At the end of the reproductive season, adults enter reproductive diapause when short-day conditions (12–13 hours or less of daylight) occur. The intensity of diapause is determined by the shortest day length below the critical photoperiod, meaning that shorter daylight causes longer periods of diapause. Within the species, the length of daylight that triggers diapause varies with geography. As such, populations in climates that are become cold earlier in the year will enter reproductive diapause earlier, while those in climates that remain warm for longer will continue reproducing for a longer period of time. For all C. plorabunda, the induction of diapause is characterized by a color shift from green to brown.

=== Oviposition ===
Within C. plorabunda, the patterns of egg-laying, sexual receptivity, and mating vary widely. On average, females have an oviposition length of ~64 days and lay an average of 780 eggs over their entire lifetime. The majority of these eggs are produced from the first copulation. At their peak productivity, females can oviposit ~40 eggs per day, and will become sexually receptive again once this productivity begins to decline.

=== Mating system ===
Both male and female C. plorabunda exhibit a polygynandrous mating system, seeking out multiple reproductive opportunities from different mates at approximately ~24 hour intervals. When copulation is initiated, it lasts for approximately 8–10 minutes in most cases of sexual reproduction. Males of the species undergo irreversible sperm depletion, however, making it that only the first two females will derive high fertilization potential from a given male. Despite males being unable to manufacture new sperm, they will mate with an average of 22-30 females during their lifetime.

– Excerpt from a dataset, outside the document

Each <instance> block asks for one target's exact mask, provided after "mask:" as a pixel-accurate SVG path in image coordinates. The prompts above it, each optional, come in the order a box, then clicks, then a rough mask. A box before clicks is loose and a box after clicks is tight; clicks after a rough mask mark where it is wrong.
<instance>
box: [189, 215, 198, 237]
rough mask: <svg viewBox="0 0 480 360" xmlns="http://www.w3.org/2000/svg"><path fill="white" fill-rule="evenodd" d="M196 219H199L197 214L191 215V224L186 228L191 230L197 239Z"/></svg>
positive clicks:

Females copulate with an average of four males across their lifetimes. Female mate choice appears to play a role in determining which males are successful in their copulation attempts. Despite reproductive duets being completed successfully, females may suddenly reject males by lunging or biting. The reason for why certain males are rejected, even after duet completion, remains unknown.

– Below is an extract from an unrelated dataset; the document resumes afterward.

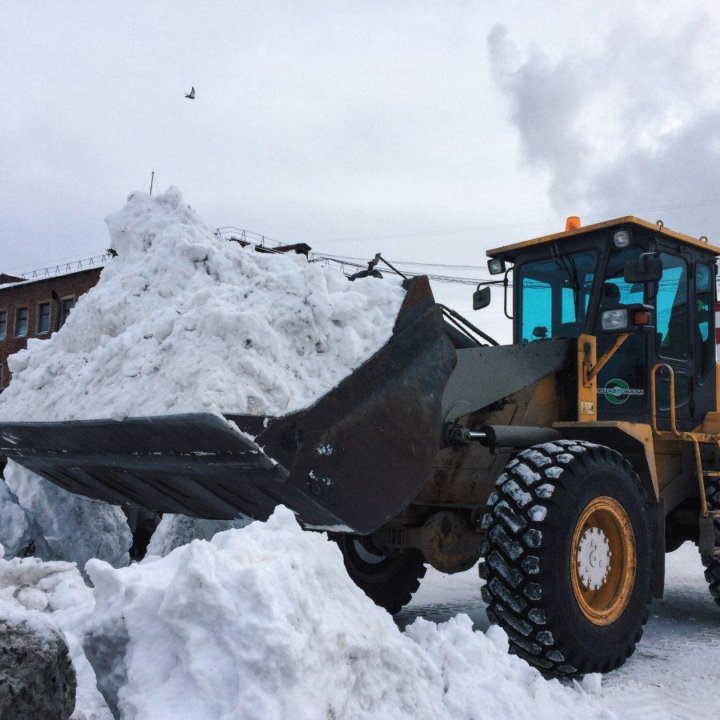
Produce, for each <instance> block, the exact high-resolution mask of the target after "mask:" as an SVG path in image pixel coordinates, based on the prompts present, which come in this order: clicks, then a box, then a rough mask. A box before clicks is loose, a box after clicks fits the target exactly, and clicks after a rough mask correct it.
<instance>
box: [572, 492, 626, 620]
mask: <svg viewBox="0 0 720 720" xmlns="http://www.w3.org/2000/svg"><path fill="white" fill-rule="evenodd" d="M635 569H636V553H635V534H634V532H633V529H632V525H631V523H630V518H629V517H628V515H627V513H626V512H625V510H624V509H623V507H622V505H620V503H619V502H617V500H615V499H613V498H611V497H598V498H595V499H594V500H592V501H591V502H590V503H589V504H588V505H587V506H586V507H585V509H584V510H583V512H582V514H581V515H580V518H579V519H578V522H577V525H576V526H575V532H574V533H573V539H572V545H571V547H570V576H571V578H572V586H573V593H574V595H575V599H576V600H577V603H578V606H579V607H580V610H581V611H582V613H583V615H584V616H585V617H586V618H587V619H588V620H589V621H590V622H592V623H593V624H595V625H610V624H612V623H614V622H615V621H616V620H617V619H618V618H619V617H620V616H621V615H622V613H623V611H624V610H625V608H626V607H627V604H628V601H629V600H630V595H631V593H632V590H633V587H634V585H635Z"/></svg>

=== Sexual communication ===
Chyrsoperla plorabunda males and females initiate copulation through identical substrate-borne vibrational mating songs. The songs consist of volleys produced by low-frequency abdominal vibrations with downward modulation, which are repeated with a regular period. They are relatively simple, with these single-volley repeat units serving as the unit of exchange between individuals.

While intersexual duets are monomorphic, intrasexual duets exhibit sexual dimorphism. Males engage with other males in fast duets that speed up and terminate suddenly. Females do not have the ability to perform this more rapid signaling pattern. These faster songs have been shown to ensure that sex recognition can take place quickly, as well as to serve as a determinant of mating success. Females will preferentially duet and mate with the winners of male-male duetting contests.

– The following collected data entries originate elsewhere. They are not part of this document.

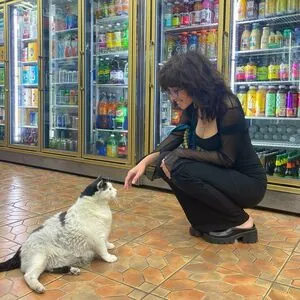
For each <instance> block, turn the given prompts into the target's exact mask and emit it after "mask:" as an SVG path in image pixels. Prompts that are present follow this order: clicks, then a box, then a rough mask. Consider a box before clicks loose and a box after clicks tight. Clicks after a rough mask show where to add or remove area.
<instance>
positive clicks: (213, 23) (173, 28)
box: [164, 23, 219, 33]
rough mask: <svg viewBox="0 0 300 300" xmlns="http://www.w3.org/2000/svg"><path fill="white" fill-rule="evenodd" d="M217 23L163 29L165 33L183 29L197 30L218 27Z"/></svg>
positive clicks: (174, 31) (183, 31)
mask: <svg viewBox="0 0 300 300" xmlns="http://www.w3.org/2000/svg"><path fill="white" fill-rule="evenodd" d="M218 25H219V23H211V24H199V25H192V26H184V27H174V28H168V29H165V30H164V32H165V33H179V32H184V31H197V30H201V29H204V28H216V27H218Z"/></svg>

In addition to their role in initiating copulation, Chrysoperla mating songs also act as a mechanism of prezygotic behavioral isolation. Differences in songs function as preventative barriers to reproduction between song morphs that overlap in geographic range. Females do not respond to songs that are delivered at a rate that is too fast for them to duet, or that does not exactly match their own song structure. Males also do not respond to differences in song structure, but will respond to increasing speed with an attempt to initiate a male-male duetting competition. As such, male and females are equally likely to terminate a duet interaction if the signals do not match each other closely enough. This effectively isolates C. plorabunda from any other song morphs, as closely related species occupy adjacent but significantly different acoustic spaces.

The genetic basis of this song based speciation are two large genomic regions associated with mating song phenotype on chromosomes one and two. Compared to other autosomes, these chromosomes have lower rates of recombination, thus functioning to keep together the loci that are important to song phenotype and preference. It is likely that there are other loci of small effect related to volley period spread throughout the genome, mutations to which have resulted in the rapid speciation observed in the C. carnea complex.